Salesforce.com's Benioff Disses Windows 8, Oracle
An anonymous reader writes "Salesforce.com CEO Marc Benioff is the latest to predict Windows 8 will be a disaster for Microsoft, but for a different reason than some others: he says that Windows is simply irrelevant in the new era of cloud computing and bring-your-own-devices (BYOD), which will become clear to corporate IT decision makers when they confront the upgrade decision. Of course, this conveniently dovetails with Salesforce's market position, so consider the source. Another interesting development is the growing rivalry between Benioff and his old boss Larry Ellison; Salesforce.com is a longtime Oracle shop, but they have just announced intentions to hire 40-50 PostgreSQL developers."
In addition to their cloudy-cloudness offerings, they've been anti-MS in other respects, directing some nastiness at microsofts old CRM solution.
Oddly, their doc merges only work right with IE, and they're usually about 3 versions behind on working Office plugins.
Not the finest development team on earth, in my opinion.
From experience (I used to work for a well known SaaS provider but left when I saw what an absolute state it was all in), the teenager who lives next door to you and plays WoW on his infested laptop is less likely to fuck up then an average SaaS provider. As per any business, their objective is to maximise profit and to do this, they take seriously big risks and hope the hell the string and sticky tape doesn't go snap. When it does, you have no recourse as there are contracts to protect the profit-mongering. Using a "service provider" as you call them is akin to shutting your eyes, sticking your fingers in your ears and taking a whiz.

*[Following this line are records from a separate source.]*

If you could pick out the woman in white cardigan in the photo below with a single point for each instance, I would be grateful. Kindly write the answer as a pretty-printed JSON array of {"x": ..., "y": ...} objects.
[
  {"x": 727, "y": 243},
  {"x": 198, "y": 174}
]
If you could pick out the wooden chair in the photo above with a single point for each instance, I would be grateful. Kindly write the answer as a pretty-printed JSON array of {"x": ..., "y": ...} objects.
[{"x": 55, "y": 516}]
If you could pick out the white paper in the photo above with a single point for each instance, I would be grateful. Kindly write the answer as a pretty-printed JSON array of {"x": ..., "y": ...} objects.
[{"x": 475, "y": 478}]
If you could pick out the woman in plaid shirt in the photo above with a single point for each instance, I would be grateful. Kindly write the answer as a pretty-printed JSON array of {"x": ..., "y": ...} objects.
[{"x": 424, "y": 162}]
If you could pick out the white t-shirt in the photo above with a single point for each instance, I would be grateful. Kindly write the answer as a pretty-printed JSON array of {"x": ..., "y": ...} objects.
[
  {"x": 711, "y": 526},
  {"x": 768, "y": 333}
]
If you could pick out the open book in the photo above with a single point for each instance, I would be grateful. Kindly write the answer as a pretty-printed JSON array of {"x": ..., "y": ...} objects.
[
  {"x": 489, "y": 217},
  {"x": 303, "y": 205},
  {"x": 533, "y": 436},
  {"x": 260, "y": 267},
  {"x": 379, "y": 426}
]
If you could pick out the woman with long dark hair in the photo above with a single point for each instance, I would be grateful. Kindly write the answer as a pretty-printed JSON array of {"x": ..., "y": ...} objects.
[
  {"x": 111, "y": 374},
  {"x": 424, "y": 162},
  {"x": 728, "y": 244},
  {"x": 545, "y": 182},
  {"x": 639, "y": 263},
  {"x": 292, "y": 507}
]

If you do your own IT in house, you have control over the standards and where your standards are implemented.
You are absolutely right. In fact, supporting these myriad operating systems and configurations is going to be so hard (things like domain join, security, etc., not to mention versions of productivity software not working due to the plethora of conflicts), that IT isn't going to go in for the BYOD in the way people think. They will just punt and provide VDI sessions for people who BYOD - and that session will be all that is supported.
Why should I need a specific OS to join a domain?
Because "joining a doman" is an OS specific way of networking. By having domains a company has already said they don't want OS independent networking but rather what the advantages of an integrated stack of services.
On the contrary, the fortune 500 company I work at just migrated their entire intranet infrastructure over to a SharePoint 2010 cluster. When you have a need to be able to quickly deploy/manage department-level sites, you cannot beat SharePoint. While I personally hate the software, it is the equivalent to a Windows Domain for ease of management and configuration at an enterprise-level.